Seventeen Hours a Day

Francis Adams (1796-1861), quoted by John Brown, Horae Subsecivae. First Series (Edinburgh: David Douglas, 1885), p. 269:
As far as I can think, my classical bent was owing to a friendship which I formed, when about fifteen years old, with a young man a few years older than myself, who had enjoyed the benefits of an excellent education at Montrose, which gave him a superiority over myself that roused me to emulation.

In my early years I had been shamefully mistaught. I began by devoting seventeen hours a day to the study of Virgil and Horace, and it will be readily believed that such intense application soon made up for any early deficiencies.

I read each of these six or seven times in succession. Having mastered the difficulties of Latin literature, I naturally turned my attention to Greek as being the prototype of the other.

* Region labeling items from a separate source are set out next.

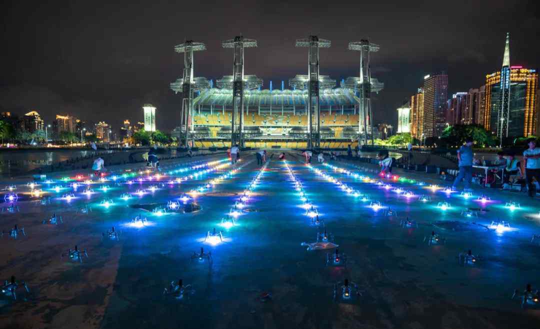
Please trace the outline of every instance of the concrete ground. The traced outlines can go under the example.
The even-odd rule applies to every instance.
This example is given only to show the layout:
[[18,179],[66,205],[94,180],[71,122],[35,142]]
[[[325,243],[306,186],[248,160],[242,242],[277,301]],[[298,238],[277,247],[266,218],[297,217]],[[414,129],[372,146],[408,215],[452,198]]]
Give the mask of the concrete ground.
[[[20,290],[16,301],[0,300],[0,328],[538,327],[540,311],[523,310],[517,300],[510,299],[515,288],[523,290],[527,283],[540,286],[540,245],[531,243],[533,234],[540,234],[537,199],[488,190],[475,190],[473,197],[465,199],[458,193],[448,196],[426,186],[388,181],[416,196],[407,200],[392,190],[313,164],[313,168],[397,212],[397,216],[387,216],[316,174],[303,164],[301,156],[289,152],[289,165],[340,251],[348,256],[346,268],[327,267],[326,253],[333,250],[308,251],[300,245],[314,241],[323,229],[309,225],[298,192],[277,155],[254,190],[248,211],[230,229],[218,224],[259,172],[252,155],[242,157],[237,166],[244,166],[235,174],[199,194],[197,200],[202,210],[192,213],[158,216],[130,206],[177,199],[228,172],[231,166],[128,201],[121,200],[120,194],[150,185],[161,186],[155,181],[132,185],[109,181],[92,185],[96,192],[109,185],[112,189],[106,193],[98,192],[89,199],[79,188],[78,198],[70,203],[57,197],[68,190],[58,194],[50,191],[50,204],[42,205],[25,194],[29,190],[24,185],[28,179],[2,182],[1,186],[17,184],[20,212],[1,213],[0,229],[7,231],[16,224],[27,235],[14,240],[4,234],[0,239],[0,278],[14,275],[24,280],[30,293]],[[203,160],[224,158],[215,155]],[[162,172],[181,167],[181,164],[173,166],[186,161],[164,163]],[[352,169],[343,163],[332,164]],[[124,169],[110,168],[118,174]],[[477,202],[482,193],[492,201],[485,205]],[[431,201],[419,202],[422,194]],[[100,206],[104,199],[114,204]],[[521,208],[505,208],[511,200]],[[437,208],[442,202],[449,203],[450,208]],[[92,211],[78,212],[85,204]],[[462,216],[465,208],[476,211],[478,217]],[[53,213],[62,216],[64,223],[41,223]],[[139,214],[150,221],[148,226],[125,226]],[[418,227],[402,229],[400,221],[407,217]],[[497,219],[510,221],[511,230],[498,232],[482,226]],[[122,230],[120,240],[104,239],[102,232],[113,226]],[[214,227],[223,231],[225,242],[206,244],[205,234]],[[423,242],[433,230],[446,238],[446,245],[430,246]],[[87,250],[89,257],[82,264],[61,257],[76,244]],[[211,251],[211,264],[191,261],[201,246]],[[461,266],[456,257],[468,249],[479,256],[478,264]],[[168,283],[180,278],[192,285],[193,293],[182,300],[164,296]],[[334,300],[334,283],[346,278],[358,285],[362,296],[351,303],[339,296]],[[271,297],[263,298],[267,296]]]

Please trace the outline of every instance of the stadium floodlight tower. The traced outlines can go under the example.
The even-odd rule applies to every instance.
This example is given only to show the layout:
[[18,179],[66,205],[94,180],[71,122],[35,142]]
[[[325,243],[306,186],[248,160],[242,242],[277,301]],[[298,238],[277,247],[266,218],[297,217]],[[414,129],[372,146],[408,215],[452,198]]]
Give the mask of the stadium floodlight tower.
[[[329,48],[331,42],[329,40],[319,39],[317,36],[309,36],[306,39],[296,40],[296,46],[307,47],[308,49],[308,95],[307,95],[307,147],[313,147],[313,127],[312,116],[313,105],[315,105],[315,146],[319,147],[321,145],[320,109],[319,106],[319,90],[320,78],[319,75],[319,49]],[[294,80],[294,79],[293,79]],[[295,87],[294,82],[291,86]],[[289,82],[289,84],[291,83]],[[334,82],[334,86],[335,82]]]
[[221,46],[233,49],[233,75],[223,77],[222,79],[216,82],[216,85],[220,88],[232,89],[231,145],[238,143],[242,147],[244,147],[244,91],[245,89],[256,89],[262,85],[262,80],[256,76],[244,76],[244,49],[256,47],[257,41],[238,36],[234,39],[224,41]]
[[[206,50],[206,46],[202,42],[195,42],[191,40],[186,41],[182,44],[174,46],[174,51],[178,53],[183,52],[184,56],[184,76],[182,78],[177,79],[176,81],[171,84],[171,89],[175,93],[181,92],[183,95],[182,100],[181,121],[183,121],[185,126],[184,132],[184,146],[188,146],[190,130],[191,131],[192,138],[194,136],[194,124],[193,121],[193,99],[195,91],[200,91],[202,89],[210,88],[210,85],[206,78],[195,78],[195,57],[194,51]],[[191,120],[191,124],[190,124]],[[181,124],[180,125],[181,125]]]
[[363,135],[364,143],[368,143],[368,124],[371,129],[372,144],[373,144],[373,112],[371,106],[371,93],[378,93],[382,90],[384,84],[371,77],[371,66],[369,53],[379,51],[379,45],[368,40],[349,43],[349,50],[360,52],[360,70],[359,76],[349,77],[345,80],[345,87],[357,92],[358,97],[358,133],[359,142]]

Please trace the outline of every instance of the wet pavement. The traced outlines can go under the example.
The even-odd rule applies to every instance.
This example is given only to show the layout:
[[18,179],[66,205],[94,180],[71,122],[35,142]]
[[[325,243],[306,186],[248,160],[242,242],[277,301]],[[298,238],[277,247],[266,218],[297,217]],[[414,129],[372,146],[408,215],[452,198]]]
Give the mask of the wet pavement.
[[[531,241],[540,234],[537,199],[483,189],[467,197],[446,193],[442,185],[381,178],[343,163],[309,167],[302,160],[287,154],[288,165],[323,222],[319,226],[305,214],[299,191],[277,154],[229,228],[220,225],[221,219],[260,172],[253,156],[226,177],[232,167],[226,159],[214,165],[221,165],[218,169],[197,177],[192,175],[207,167],[192,164],[169,174],[188,165],[172,166],[171,162],[164,165],[165,174],[159,180],[153,176],[141,182],[137,178],[149,174],[124,178],[119,169],[116,181],[109,176],[89,185],[95,192],[90,196],[82,193],[88,188],[82,185],[69,202],[61,197],[73,192],[72,187],[58,192],[53,187],[73,181],[60,177],[35,187],[46,192],[38,197],[28,194],[28,179],[0,184],[15,185],[13,192],[19,198],[13,203],[19,211],[8,212],[9,202],[2,205],[0,229],[7,232],[17,224],[26,234],[15,240],[4,234],[0,239],[0,277],[14,275],[30,290],[25,293],[19,287],[16,301],[2,298],[0,327],[537,327],[540,311],[523,310],[511,299],[515,288],[540,286],[540,244]],[[185,193],[218,177],[222,180],[213,186],[190,194],[200,211],[152,211],[170,201],[183,206]],[[133,183],[126,184],[129,180]],[[174,184],[168,184],[171,180]],[[379,180],[390,186],[377,185]],[[106,192],[104,186],[109,187]],[[152,192],[151,186],[157,189]],[[412,195],[406,197],[409,191]],[[482,192],[491,200],[478,200]],[[125,193],[132,196],[123,200]],[[421,195],[428,201],[420,200]],[[42,204],[48,197],[50,203]],[[104,201],[109,207],[102,205]],[[519,207],[506,207],[511,201]],[[382,207],[376,211],[369,206],[376,202]],[[437,207],[443,202],[448,204],[446,210]],[[81,212],[85,205],[91,210]],[[63,223],[42,224],[53,213]],[[132,224],[137,216],[147,221]],[[416,225],[402,227],[407,218]],[[509,222],[509,229],[491,226],[494,220]],[[112,226],[121,232],[118,240],[103,236]],[[222,231],[222,243],[205,241],[214,228]],[[326,265],[327,254],[334,249],[308,251],[301,246],[316,241],[325,229],[346,254],[346,267]],[[424,241],[434,231],[446,244]],[[76,245],[87,251],[82,264],[62,257]],[[212,261],[192,259],[201,247],[211,252]],[[468,250],[478,260],[461,266],[458,256]],[[164,289],[180,279],[191,285],[190,292],[181,299],[164,296]],[[335,284],[341,286],[345,279],[357,285],[361,295],[349,301],[338,291],[334,298]]]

It was the late Dr. Kerr of Aberdeen who drew my attention to the Greek literature of medicine, and at his death I purchased a pretty fair collection of the Greek medical authors which he had made. However, I have also read almost every Greek work which has come down to us from antiquity, with the exception of the ecclesiastical writers; all the poets, historians, philosophers, orators, writers of science, novelists, and so forth. My ambition always was to combine extensive knowledge of my profession with extensive erudition.